Le nom de Farid Bedjaoui réapparaît de nouveau à l’occasion d’une polémique au Liban concernant une série de naturalisations qui suscite la controverse parmi la classe politique de ce pays.

Le 14 juin dernier, le Parti socialiste progressiste libanais (PSP), du leader druze Walid Joumblatt, a introduit un recours auprès du Conseil d’Etat pour protester contre une série de naturalisations jugées indésirables. Il s’agit d’un décret non publié, datant de janvier, autorisant la naturalisation d’environ 400 personnes, à majorité palestinienne et syrienne. Mais parmi ces personnes apparaît le nom d’un Algérien, celui de Farid Bedjaoui, qui détiendrait également la nationalité française.
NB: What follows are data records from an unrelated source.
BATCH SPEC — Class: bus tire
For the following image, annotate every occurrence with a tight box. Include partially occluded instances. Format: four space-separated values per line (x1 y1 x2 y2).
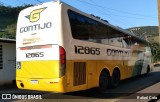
110 69 120 88
98 70 110 93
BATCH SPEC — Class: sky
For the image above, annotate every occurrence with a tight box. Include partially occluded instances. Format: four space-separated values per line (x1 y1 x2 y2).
0 0 158 29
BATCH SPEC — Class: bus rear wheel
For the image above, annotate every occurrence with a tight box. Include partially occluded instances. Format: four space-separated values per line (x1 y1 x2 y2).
98 71 110 93
110 70 120 88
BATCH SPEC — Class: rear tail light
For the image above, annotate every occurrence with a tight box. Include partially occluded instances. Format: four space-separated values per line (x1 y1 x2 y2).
59 46 66 77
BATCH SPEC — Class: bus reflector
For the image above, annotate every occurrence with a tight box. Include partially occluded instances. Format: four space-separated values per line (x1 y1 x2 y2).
59 46 66 77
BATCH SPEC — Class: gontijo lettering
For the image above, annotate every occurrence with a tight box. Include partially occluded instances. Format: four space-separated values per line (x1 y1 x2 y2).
20 22 52 33
25 7 47 23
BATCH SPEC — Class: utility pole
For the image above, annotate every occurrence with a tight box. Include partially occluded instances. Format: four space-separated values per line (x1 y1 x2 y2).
157 0 160 45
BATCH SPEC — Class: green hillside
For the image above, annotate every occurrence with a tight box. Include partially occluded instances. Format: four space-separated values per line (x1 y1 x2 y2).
127 26 159 44
0 5 30 38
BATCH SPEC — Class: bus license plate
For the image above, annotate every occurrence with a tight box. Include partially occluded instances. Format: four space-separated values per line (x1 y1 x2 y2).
30 80 38 84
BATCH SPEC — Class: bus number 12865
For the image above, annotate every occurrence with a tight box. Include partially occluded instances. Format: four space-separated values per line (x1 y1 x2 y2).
74 45 100 55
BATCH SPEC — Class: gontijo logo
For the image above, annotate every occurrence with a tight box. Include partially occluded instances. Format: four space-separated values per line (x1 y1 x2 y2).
25 7 47 23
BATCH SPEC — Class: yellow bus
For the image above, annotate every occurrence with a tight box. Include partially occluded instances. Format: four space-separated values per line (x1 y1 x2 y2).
16 1 152 92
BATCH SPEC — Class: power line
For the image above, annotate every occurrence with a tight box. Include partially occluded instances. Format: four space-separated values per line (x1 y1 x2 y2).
77 0 157 19
36 0 43 3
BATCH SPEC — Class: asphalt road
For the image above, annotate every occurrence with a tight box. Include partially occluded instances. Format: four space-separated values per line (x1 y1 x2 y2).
0 66 160 102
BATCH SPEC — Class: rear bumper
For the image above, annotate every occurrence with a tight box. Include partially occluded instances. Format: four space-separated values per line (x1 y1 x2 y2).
16 77 65 92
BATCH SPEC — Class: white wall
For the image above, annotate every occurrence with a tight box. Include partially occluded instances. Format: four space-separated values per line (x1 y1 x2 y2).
0 42 16 85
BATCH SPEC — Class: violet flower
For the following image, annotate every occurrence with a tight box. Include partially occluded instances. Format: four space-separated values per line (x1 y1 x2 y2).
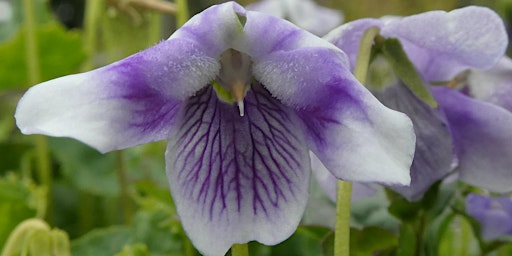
466 194 512 240
325 6 512 201
16 2 415 255
246 0 344 36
Le nom de celui qui reste l’un des personnages-clé de l’Affaire Saipem-Enie suscite, à l’instar d’autres personnes de la liste, une large réaction de désapprobation. «Est-ce cela le genre de personnes que le Liban honore en leur offrant la nationalité ?
Le Liban ne souffre-t-il pas assez de la corruption pour, en plus, importer les champions des contrats douteux ?», s’est interrogé le parti de Walid Joumblatt. «Avec les Forces libanaises et les Kataëb, le PSP fait partie des opposants à ce décret», entré en vigueur le 11 mai après sa signature par le président Michel Aoun, le Premier ministre, Saad Hariri, et le ministre de l’Intérieur, Nohad Machnouk. N’ayant pas été publié au Journal officiel, il a, ainsi, «suscité de vives réactions quant aux circonstances ‘’secrètes’’ ayant entouré son adoption, dévoilée par des médias», souligne le quotidien libanais «L’Orient Le Jour ».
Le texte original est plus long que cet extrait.